While I am sure that much of this has been carefully looked at by the free installers and there is a lot of small print protecting each party, it wasn’t at all for me.

I also looked at a company offering leased systems, effectively a solar installtion that after 20 years you might own. Wow, all the downside of a free system and you pay for it!  I covered this is greater detail here:
Solar PV leasing along with numbers, don’t go there!

While all the free and leased systems that I have looked at seem to have a reasonable business ethic behind them, just a bit too in favour of the installer, I am waiting for the real scammers to jump on this and how they will fleece people who usually tend to be older and trusting.

The Sunday Times 10/10/10 page 27  identified a clear scam. Free solar panels, but you have to pay for a survey to see if you are eligible. I doubt that there is any chance of any free solar panels being installed, especially when the ‘survey’ costs £2,500!

I can see more of these free solar scams coming on stream, perhaps a fixed annual rental, maybe an upfront bond re-payable over the years – but not when the company goes bust and re-starts with a new name and same scam.

My standard advice when considering solar thermal and PV.

Solar thermal will only heat your hot water, it won’t heat your house.

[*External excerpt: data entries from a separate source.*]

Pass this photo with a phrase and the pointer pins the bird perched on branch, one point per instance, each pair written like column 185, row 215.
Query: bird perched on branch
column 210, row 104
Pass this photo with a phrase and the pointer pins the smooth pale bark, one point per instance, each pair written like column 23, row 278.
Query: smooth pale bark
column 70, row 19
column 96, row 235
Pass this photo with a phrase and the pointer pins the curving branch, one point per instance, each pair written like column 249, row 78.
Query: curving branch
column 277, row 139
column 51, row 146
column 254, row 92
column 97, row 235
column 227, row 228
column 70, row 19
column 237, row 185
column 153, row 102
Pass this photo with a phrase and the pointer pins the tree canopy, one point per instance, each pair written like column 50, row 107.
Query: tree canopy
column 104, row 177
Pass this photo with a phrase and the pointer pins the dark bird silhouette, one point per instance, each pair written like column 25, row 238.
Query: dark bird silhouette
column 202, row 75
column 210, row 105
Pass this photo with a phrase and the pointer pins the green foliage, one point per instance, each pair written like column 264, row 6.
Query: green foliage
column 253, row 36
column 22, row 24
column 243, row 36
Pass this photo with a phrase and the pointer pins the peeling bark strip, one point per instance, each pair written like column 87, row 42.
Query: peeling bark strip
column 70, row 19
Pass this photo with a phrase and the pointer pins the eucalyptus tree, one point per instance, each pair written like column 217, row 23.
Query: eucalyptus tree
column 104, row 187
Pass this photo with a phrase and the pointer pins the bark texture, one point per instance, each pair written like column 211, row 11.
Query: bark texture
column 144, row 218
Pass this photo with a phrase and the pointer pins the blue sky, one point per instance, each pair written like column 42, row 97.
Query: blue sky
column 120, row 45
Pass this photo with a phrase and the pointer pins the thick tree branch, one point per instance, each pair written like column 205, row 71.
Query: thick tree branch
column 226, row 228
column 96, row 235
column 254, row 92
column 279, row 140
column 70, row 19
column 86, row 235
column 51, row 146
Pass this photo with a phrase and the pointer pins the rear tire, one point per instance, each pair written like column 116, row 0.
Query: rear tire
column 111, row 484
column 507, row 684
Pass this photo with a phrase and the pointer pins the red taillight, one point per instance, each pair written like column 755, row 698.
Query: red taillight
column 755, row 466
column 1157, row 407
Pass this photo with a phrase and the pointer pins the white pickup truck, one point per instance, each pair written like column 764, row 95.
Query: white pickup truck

At best it will provide 70% of your hot water, it shouldn’t cost more than £4,000 and you should use an MCS accredited installer in order to get the RHI when and if it is introduced.

Solar PV will cost about £12,000 or less for a medium sized system of 2kW, less than £19,000 for a 4kW system. The return should be in the order of 8%

(2012, prices have fallen and you should be looking at less than £10K for a 4kw system, the returns remain the same or better even with lower FITs)

You will never have to pay for a survey from a legitimate supplier

Never use a supplier / installer who will not discuss prices prior to a visit.

Installers who insist on sending a salesman prior to even talking about a price will be looking more at what you can afford, less at what the system costs.